Über Erfahrungen bei der EDV-Einführung am Arbeitsplatz und Projektmanagement berichtete Rüdiger Lang von der Quickborner Unternehmensberatung Agens Consulting. Es komme entscheidend darauf an, sagte Lang, Zugang zu den betroffenen Mitarbeitern zu finden, eventuell vorhandene Denkblockaden und Abstrahierungsschwächen abzubauen. Demgegenüber trete das im Einzelfall gewählte Verfahren zurück. Als Beispiele nannte Lang das "Projektmanagement per Kernmannschaft mit beratender Steuerungsgruppe" und die Einteilung eines Projekts in Hauptarbeits- und Arbeitsschritte mit Anleitungshilfen, aber auch zur Projektüberwachung.

Höchstpersönlich erschien sodann Software-Papst Michael A. Jackson und demonstrierte den Zuhörern an einem frappierend einfachen Beispiel, daß ein voll arbeitsfähiges Programm beim kleinsten Änderungswunsch in den Mülleimer geworfen werden muß - wenn man zuvor nicht strukturiert programmiert hat. CW wird über dieses Referat noch gesondert berichten.

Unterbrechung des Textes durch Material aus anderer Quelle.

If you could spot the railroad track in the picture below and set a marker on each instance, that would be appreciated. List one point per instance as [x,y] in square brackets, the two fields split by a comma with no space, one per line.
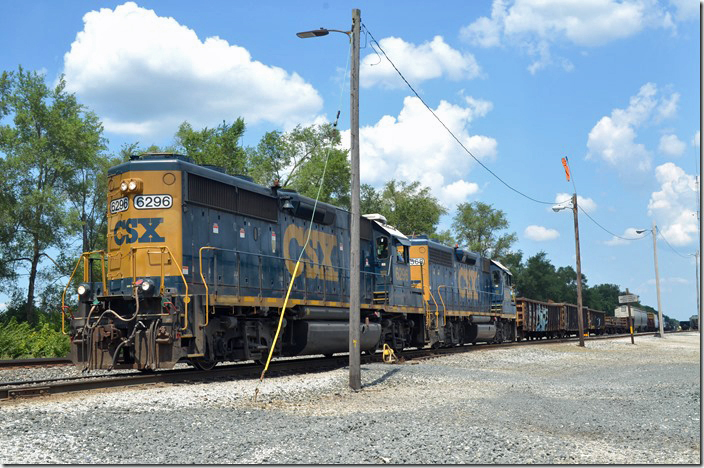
[33,362]
[23,389]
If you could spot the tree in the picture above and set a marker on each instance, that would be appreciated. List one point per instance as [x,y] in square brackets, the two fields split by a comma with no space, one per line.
[477,227]
[604,297]
[406,206]
[538,279]
[216,146]
[369,200]
[50,138]
[297,159]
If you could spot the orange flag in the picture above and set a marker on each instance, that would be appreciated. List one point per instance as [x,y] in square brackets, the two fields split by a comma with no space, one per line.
[567,168]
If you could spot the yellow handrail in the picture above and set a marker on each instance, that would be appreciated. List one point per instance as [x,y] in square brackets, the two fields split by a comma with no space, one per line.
[444,309]
[163,248]
[85,279]
[437,324]
[200,269]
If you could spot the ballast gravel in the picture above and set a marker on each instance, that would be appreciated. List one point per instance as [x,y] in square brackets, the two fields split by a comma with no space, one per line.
[610,402]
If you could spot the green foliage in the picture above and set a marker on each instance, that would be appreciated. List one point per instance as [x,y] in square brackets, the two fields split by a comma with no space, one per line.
[51,149]
[21,340]
[216,146]
[477,226]
[408,207]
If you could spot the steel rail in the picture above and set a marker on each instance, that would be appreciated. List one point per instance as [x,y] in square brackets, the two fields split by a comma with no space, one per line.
[13,390]
[33,362]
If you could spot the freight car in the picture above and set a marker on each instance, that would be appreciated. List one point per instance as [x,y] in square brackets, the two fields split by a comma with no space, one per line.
[616,325]
[536,320]
[694,321]
[199,264]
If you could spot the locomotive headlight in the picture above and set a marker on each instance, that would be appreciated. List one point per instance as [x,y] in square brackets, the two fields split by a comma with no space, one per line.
[83,289]
[147,286]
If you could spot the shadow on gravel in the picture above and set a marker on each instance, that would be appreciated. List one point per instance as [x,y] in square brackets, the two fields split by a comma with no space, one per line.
[381,379]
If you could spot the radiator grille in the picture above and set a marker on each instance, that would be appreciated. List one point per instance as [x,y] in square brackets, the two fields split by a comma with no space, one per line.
[438,257]
[212,193]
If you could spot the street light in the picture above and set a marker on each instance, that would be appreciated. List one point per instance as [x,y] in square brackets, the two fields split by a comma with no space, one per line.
[354,323]
[579,266]
[657,276]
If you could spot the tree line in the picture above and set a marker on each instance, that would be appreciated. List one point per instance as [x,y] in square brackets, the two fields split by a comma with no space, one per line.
[54,159]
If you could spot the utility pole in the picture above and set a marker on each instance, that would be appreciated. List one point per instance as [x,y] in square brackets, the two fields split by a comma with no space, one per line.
[579,272]
[630,317]
[699,313]
[355,371]
[354,314]
[657,279]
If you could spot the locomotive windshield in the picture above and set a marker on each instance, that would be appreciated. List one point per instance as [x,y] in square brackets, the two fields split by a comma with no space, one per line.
[382,247]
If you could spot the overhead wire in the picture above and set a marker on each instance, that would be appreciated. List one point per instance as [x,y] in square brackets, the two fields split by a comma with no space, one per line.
[305,244]
[375,42]
[660,234]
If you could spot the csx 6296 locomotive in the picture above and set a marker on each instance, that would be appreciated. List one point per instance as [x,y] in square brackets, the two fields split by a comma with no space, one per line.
[199,262]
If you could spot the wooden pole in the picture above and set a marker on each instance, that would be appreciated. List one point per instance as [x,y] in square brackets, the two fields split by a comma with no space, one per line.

Einige Zahlen zum Polymedia-Angebot: Ende dieses Jahres werden rund 300 videogestützte Trainingskurse für EDV-Ausbildung zur Verfügung stehen. Die Mietverträge können über zwei, drei oder vier Jahre laufen. In dieser Zeit kann man aus dem "Polythek-" Katalog á la carte auswählen. Der kleinstmögliche Vertrag kostet 19 500 Mark. Ein Kurs (= drei Mieteinheiten) wird für jeweils drei Wochen vermietet. Das Anmieten der 15 (!) Elemente, aus denen der PL/1-Kurs besteht, kostet für die Zeit von drei Wochen knapp 3000 Mark.